— Проклинаю день, когда посоветовал Мамаю взять тебя в джуры.
Выстрел.
Ослепленный гневом, я опустил взгляд на живот. Словно гром за молнией пришла жгучая боль. Как много раз до того, я начал произносить заклятие против кровотечения, но кто-то сомкнул мой рот ладонью, закинул голову назад, и шеей скользнула острая сталь. Слова захлебнулись струями крови.
Медведь. Волк. Лиса. Сокол. Мамаевые дети, отобранные и обученные с моей помощью, преданные товарищи, с которыми воевал бок о бок и выпивал на хуторе Буда, теперь они вместе убивали меня, не зная, что я бессмертен.

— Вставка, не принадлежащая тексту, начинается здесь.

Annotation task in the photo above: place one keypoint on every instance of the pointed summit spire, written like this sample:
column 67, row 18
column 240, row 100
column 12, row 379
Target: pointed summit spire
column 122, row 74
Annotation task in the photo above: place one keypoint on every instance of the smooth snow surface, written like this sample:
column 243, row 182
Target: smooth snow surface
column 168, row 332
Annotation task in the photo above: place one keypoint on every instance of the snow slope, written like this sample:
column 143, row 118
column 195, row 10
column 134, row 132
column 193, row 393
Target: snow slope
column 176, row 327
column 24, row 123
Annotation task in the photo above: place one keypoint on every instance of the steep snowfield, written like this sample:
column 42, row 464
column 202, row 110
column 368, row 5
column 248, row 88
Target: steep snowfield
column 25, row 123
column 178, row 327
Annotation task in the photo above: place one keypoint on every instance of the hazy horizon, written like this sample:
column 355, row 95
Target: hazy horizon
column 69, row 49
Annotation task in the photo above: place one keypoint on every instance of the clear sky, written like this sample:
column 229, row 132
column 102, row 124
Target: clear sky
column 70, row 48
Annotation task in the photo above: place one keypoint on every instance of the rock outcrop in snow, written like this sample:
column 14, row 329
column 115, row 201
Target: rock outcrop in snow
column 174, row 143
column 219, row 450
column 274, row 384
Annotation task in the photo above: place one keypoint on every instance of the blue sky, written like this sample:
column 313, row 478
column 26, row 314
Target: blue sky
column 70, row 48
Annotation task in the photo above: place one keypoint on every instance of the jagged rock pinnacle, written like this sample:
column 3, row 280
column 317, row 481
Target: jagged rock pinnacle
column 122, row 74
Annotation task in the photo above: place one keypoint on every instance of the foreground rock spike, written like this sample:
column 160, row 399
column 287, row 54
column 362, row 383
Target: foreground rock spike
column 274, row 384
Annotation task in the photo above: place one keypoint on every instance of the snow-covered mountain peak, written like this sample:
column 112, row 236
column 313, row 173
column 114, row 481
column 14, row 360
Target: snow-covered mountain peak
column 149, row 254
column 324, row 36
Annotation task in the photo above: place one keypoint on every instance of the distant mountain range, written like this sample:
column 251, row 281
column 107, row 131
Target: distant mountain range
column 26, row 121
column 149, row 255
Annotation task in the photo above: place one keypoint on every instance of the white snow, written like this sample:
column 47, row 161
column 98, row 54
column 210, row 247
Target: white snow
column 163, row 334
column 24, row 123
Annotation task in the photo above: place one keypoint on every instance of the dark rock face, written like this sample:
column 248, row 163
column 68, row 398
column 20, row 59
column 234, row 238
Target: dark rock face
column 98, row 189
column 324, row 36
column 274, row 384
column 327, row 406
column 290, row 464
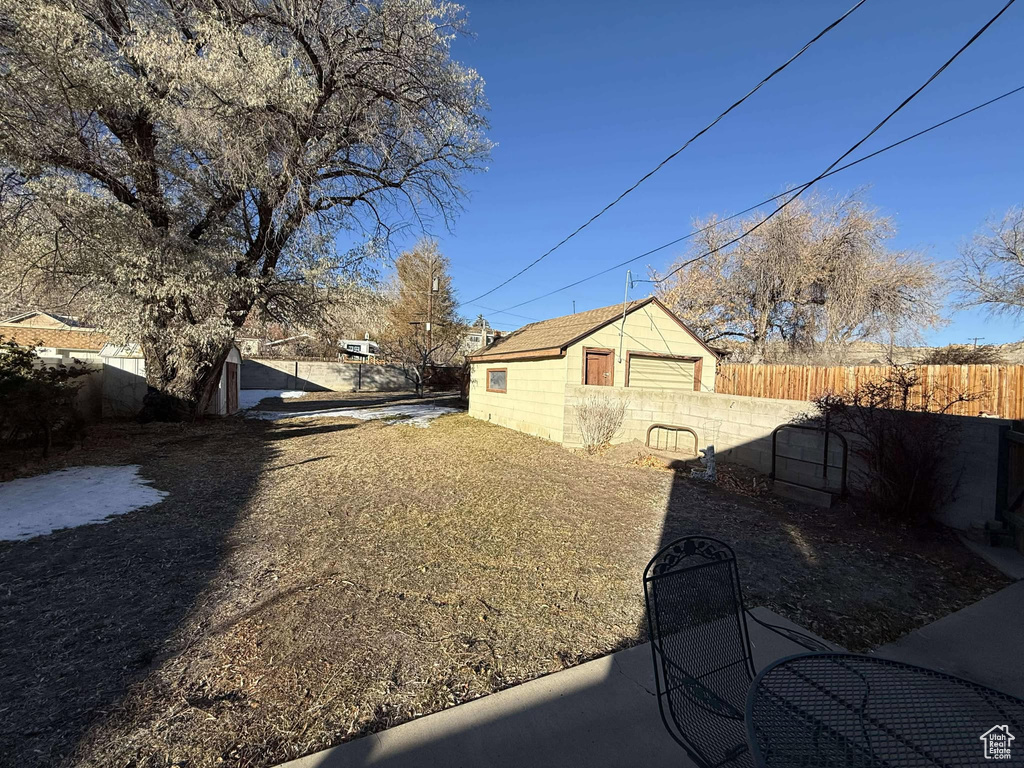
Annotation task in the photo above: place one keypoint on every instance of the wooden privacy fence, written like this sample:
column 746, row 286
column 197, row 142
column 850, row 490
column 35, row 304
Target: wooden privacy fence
column 998, row 390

На время мое ошеломленное сознание угасло. Передо мной в грязи лежал Мамай, избитый до смерти. Я наклонился, чтобы помочь, но упал на него; когда поднял голову, на меня в упор смотрело собственное лицо, обезображенное побоями.
Я пришел в себя от удара по груди. Захрипел неистово, как может хрипеть человек с перерезанной глоткой.
- Псекрев!
Новый удар. В ноги холодно.
- Как он до сих пор не сдох?
Еще удар. Кто-то меня разул.
— Сомкнитесь.
Я лежал в гробу, а Сокол забавными движениями вбивал колы мне в сердце. Уж и сапоги украли, дети.
– На сторону его!
Волк и Медведь послушались приказа, а Лиса подала новый кол, который под молотком Сокола поразил мой висок. Раздался отвратительный хруст, и мир померк.
— Какой гроб! Она из золота?
Темное озеро безумно.
- С морты. Вытесали на заказ.
Воет волк...
Накрывают крышкой...
Рычит медведь...
Стуков молотков...
Девкотит лисица...
С тихим шорохом сыпется земля...
Хохочет сокол...
А потом наступила тишина.
С простреленным животом, разрезанным горлом, кольями в сердце и голове я проклял предателей и мечтательное бессмертие.
***
На горизонте поднималось облако пыли: под болотные напевы невольники шли к новой жизни. За ними следил молодой казак, беспрестанно погонял взмыленного коня. Если бы он только оглянулся... Если бы только увидел, что творится за спиной...
Но юноша не оглядывался.
Искалеченное тело замерло посреди дороги. Ударом лапы бурый медведь расколол голову. Череп лопнул, словно перезрелый арбуз, и медведь принялся вышивать мозг. Серый волк жадно глядал икры, рыжая лиса погрузила писок в живот и лакомилась требухами. С бледных небес упал сокол, пробил острыми когтями грудь, принялся клювать сердце, которое ритмично пульсировало. Кровь превращалась в багровый пепел.
Я плыл в море летаргического сна, качался на темных волнах агонии, нырял в однообразные глубины марева.
Иногда просыпался. В глухой могиле без воздуха, пищи, воды и чувств лежал неподвижно, как бревно. Не умирал.
Боролся с малодушием. В любое время он мог мысленно отказаться от сделки и закончить эту пытку. Не отказывался.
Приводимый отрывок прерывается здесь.